The main laggards during this period were Singapore Airlines, Thai Beverage, Frasers Centrepoint Trust and Singtel. Singapore Airlines and Thai Beverage both sit only a few per cent above their 52-week lows, with small negative cumulative returns over the ten sessions and volumes that were not meaningfully higher than their three-month averages. Yet both counters show forward dividend yields in the 4 to 5.5 per cent range, which suggests that the market is already pricing in a fair amount of caution around earnings normalisation for travel and consumer staples. Singtel also drifted lower by just under 1 per cent and trades well below its 52-week high, with a modest yield under 3 per cent and average volumes. Genting Singapore, while marginally positive, also remains close to its 52-week low with a high-single-digit yield, reflecting persistent scepticism about gaming and tourism-related earnings even as visitor numbers recover.
Looking ahead to the coming weeks, this ten-day snapshot cannot predict outcomes, but it does highlight where the market currently assigns momentum and where it sees value with risk attached. Continued strong price action, proximity to 52-week highs and above-average volumes in Hongkong Land, UOL, City Developments, ST Engineering, Venture, CapitaLand Investment, Keppel, Seatrium and the three banks suggest that investors still favour quality large-cap names with clear earnings visibility and acceptable dividends. If the macro backdrop in 2026 remains supportive, these counters may continue to attract incremental institutional and yield-seeking flows, although the recent run-up means that the margin of safety is narrower and any negative surprise from results or guidance could trigger pullbacks.

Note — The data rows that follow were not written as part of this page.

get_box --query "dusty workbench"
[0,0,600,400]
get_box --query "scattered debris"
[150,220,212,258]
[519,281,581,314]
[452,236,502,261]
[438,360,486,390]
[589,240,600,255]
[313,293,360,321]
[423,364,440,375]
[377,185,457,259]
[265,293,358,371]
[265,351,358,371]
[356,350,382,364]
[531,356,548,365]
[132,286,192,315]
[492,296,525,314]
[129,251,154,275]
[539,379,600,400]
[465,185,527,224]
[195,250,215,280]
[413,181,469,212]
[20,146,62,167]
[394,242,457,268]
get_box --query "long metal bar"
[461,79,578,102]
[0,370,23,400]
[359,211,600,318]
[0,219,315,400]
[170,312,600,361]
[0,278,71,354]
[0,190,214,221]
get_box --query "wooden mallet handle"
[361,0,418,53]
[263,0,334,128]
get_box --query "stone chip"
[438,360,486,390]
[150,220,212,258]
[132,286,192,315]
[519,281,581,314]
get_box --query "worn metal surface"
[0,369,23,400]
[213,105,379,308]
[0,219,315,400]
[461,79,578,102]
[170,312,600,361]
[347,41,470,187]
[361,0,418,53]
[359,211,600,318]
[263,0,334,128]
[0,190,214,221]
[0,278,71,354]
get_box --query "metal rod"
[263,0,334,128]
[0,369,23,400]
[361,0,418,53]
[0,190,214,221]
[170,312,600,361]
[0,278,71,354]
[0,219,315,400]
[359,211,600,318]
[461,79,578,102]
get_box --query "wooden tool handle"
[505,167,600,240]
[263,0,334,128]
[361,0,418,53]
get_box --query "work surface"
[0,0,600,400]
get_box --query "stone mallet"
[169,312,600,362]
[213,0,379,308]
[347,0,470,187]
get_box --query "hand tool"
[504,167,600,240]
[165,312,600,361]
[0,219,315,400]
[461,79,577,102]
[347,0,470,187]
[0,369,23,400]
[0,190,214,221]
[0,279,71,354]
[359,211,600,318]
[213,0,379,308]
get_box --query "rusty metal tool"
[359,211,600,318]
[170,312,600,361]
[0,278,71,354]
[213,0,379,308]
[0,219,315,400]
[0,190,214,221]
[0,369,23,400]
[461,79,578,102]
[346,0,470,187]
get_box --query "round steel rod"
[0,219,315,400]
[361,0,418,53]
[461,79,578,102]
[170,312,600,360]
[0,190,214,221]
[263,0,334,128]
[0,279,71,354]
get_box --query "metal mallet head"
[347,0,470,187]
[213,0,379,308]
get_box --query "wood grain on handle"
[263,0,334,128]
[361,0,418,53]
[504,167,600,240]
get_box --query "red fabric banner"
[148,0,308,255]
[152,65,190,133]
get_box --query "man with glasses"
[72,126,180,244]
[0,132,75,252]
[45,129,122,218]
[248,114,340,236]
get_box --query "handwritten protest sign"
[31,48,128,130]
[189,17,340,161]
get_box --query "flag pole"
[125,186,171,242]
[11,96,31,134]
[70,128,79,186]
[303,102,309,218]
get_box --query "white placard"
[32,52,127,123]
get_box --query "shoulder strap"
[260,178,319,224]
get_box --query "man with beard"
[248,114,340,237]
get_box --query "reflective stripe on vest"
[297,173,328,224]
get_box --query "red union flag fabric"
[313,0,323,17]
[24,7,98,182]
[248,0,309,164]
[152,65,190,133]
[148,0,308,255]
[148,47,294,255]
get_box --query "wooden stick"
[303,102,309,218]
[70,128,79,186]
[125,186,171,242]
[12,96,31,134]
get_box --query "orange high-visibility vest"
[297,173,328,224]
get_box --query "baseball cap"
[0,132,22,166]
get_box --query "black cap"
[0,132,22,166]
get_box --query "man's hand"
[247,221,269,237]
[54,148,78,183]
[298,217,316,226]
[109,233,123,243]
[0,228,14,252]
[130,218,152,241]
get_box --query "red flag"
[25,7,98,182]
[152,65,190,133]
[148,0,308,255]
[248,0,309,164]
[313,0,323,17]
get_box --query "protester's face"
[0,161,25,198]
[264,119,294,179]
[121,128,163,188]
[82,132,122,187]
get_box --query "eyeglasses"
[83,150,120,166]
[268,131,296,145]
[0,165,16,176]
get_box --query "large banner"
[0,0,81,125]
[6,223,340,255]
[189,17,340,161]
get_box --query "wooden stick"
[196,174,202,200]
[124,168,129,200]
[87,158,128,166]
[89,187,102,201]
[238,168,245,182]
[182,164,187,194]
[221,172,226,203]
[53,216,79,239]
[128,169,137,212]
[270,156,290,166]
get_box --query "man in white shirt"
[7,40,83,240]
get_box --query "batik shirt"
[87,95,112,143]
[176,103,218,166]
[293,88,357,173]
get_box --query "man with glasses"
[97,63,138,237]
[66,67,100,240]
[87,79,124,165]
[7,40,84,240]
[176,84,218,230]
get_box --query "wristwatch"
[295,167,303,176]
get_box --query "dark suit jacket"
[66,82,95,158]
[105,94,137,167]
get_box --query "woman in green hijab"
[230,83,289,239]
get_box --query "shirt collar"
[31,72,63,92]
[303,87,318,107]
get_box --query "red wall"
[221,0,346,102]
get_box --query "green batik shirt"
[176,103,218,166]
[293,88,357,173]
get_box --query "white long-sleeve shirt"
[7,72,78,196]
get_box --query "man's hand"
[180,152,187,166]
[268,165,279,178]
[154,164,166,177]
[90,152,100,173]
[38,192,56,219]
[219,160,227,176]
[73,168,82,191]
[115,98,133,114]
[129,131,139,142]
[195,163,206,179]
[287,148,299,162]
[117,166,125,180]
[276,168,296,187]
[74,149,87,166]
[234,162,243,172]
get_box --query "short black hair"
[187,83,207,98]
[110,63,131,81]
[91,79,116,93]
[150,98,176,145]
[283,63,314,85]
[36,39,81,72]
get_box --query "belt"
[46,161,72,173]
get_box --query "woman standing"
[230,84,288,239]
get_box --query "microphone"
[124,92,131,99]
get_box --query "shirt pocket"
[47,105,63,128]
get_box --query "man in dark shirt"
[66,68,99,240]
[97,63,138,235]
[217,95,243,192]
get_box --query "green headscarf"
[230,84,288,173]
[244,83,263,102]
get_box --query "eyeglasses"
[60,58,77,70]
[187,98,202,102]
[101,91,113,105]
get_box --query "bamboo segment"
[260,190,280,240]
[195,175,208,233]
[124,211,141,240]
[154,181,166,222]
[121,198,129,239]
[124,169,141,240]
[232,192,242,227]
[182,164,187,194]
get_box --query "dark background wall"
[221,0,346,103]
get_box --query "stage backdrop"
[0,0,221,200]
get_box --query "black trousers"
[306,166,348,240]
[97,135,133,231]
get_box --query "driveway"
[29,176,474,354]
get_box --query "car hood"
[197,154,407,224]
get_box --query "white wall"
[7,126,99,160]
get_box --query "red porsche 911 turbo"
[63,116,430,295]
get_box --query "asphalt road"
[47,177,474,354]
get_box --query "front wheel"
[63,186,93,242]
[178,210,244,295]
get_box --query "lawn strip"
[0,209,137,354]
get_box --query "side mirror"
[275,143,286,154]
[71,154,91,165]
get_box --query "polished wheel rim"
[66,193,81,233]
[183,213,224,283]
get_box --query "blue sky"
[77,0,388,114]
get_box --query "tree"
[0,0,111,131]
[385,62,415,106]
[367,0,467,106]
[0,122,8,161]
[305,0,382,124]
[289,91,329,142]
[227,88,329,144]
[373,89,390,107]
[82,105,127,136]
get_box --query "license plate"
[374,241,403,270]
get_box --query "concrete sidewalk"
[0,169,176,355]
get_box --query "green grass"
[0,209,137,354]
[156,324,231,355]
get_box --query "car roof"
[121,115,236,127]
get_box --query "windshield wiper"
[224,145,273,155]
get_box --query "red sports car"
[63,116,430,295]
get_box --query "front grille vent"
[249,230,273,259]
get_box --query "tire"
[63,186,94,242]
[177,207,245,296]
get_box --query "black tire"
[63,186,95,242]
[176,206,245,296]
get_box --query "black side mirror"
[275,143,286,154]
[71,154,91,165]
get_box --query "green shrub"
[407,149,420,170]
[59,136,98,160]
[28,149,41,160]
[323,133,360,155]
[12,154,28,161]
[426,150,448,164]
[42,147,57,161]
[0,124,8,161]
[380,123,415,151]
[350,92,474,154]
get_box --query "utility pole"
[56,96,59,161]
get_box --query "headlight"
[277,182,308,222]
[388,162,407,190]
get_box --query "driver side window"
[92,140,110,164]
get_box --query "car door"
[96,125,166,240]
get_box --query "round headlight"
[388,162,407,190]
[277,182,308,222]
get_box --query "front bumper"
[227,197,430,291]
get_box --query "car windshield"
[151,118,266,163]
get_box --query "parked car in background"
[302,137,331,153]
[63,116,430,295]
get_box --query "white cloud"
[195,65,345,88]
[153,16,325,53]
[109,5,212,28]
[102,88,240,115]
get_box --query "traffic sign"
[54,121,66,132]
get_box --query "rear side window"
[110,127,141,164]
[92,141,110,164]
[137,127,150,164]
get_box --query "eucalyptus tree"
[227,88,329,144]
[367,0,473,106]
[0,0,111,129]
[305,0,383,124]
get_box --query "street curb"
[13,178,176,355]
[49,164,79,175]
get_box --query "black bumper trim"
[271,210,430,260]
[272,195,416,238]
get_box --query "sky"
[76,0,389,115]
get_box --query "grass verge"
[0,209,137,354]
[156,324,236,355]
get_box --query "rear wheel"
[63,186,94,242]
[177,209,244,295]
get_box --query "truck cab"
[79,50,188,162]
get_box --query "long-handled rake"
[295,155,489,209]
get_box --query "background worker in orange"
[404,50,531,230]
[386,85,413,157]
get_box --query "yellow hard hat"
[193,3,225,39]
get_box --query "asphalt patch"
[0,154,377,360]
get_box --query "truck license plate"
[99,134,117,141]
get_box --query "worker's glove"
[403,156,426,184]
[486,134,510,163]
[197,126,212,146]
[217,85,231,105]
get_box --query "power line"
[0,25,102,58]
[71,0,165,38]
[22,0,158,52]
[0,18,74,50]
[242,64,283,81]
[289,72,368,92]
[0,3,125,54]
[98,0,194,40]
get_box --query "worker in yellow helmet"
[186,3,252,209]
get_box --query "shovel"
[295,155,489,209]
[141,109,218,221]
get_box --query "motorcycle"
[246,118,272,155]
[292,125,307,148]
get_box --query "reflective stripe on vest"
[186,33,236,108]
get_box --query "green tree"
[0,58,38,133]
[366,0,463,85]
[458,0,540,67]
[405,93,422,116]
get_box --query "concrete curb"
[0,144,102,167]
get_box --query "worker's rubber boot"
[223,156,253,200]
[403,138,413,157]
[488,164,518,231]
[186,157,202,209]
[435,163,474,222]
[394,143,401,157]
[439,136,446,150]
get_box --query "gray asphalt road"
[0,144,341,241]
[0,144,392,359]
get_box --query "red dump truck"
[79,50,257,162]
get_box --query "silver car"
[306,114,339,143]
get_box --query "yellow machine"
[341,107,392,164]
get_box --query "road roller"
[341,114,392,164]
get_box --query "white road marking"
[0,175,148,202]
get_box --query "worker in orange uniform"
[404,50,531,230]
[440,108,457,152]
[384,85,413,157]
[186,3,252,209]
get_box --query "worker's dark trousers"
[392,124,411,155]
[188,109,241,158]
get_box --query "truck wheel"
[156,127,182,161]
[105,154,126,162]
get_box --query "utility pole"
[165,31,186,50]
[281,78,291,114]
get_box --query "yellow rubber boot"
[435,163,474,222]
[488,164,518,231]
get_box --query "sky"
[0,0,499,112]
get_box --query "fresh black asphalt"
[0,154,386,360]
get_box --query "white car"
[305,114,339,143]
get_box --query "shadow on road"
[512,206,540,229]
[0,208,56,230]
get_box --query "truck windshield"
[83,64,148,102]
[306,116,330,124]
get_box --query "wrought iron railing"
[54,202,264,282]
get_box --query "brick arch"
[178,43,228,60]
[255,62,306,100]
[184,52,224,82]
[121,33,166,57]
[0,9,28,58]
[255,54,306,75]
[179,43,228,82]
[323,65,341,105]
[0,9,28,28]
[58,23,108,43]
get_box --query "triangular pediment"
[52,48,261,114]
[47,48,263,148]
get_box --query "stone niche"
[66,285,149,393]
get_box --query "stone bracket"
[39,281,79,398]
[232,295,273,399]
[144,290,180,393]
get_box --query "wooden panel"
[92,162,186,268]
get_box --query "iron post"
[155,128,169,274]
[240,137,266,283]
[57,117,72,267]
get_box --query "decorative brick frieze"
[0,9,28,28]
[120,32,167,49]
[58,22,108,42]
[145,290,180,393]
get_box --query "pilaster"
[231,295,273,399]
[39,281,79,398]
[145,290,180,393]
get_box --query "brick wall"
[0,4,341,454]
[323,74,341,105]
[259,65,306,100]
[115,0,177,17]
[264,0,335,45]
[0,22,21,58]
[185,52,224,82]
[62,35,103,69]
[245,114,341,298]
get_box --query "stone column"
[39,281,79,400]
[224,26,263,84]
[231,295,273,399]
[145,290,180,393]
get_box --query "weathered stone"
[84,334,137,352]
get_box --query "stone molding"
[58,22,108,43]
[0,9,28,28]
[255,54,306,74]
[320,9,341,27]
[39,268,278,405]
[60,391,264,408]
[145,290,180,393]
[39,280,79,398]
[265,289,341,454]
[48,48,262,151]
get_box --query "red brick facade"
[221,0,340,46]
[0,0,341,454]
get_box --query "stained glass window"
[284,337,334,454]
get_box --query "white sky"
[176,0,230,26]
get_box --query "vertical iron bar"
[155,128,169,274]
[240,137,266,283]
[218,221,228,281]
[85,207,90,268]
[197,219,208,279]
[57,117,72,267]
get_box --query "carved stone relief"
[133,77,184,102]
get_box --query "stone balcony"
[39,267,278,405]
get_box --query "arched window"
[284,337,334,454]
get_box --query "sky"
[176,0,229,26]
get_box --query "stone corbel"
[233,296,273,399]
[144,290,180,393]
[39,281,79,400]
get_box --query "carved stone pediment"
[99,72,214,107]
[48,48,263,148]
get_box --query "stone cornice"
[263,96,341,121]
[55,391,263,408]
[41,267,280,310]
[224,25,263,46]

At the same time, several high-yield REITs such as CapitaLand Integrated Commercial Trust, Mapletree Logistics Trust, Mapletree Industrial Trust and even the weaker Frasers Centrepoint Trust offer forward yields in the 5.4 to almost 8.0 per cent range, with free cash flow generally supporting a large part of those distributions. Price behaviour over these ten sessions points to stabilisation rather than stress, which may appeal to income-oriented investors who can tolerate interest-rate and sector-specific risks. Finally, the small cluster of laggards near 52-week lows — particularly Singapore Airlines, Thai Beverage and Frasers Centrepoint Trust — may form a contrarian watchlist for investors who believe that current concerns around travel, consumption and selected retail assets are overly discounted. However, the fact that volumes in these names are not consistently elevated and that price trends are still soft means that any rebound case remains speculative and should be backed by deeper work on forthcoming earnings, balance-sheet strength and sector catalysts. Overall, the data set describes a market that rewards steady quality and selective cyclicals, while keeping a cautious stance on more volatile and rate-sensitive names.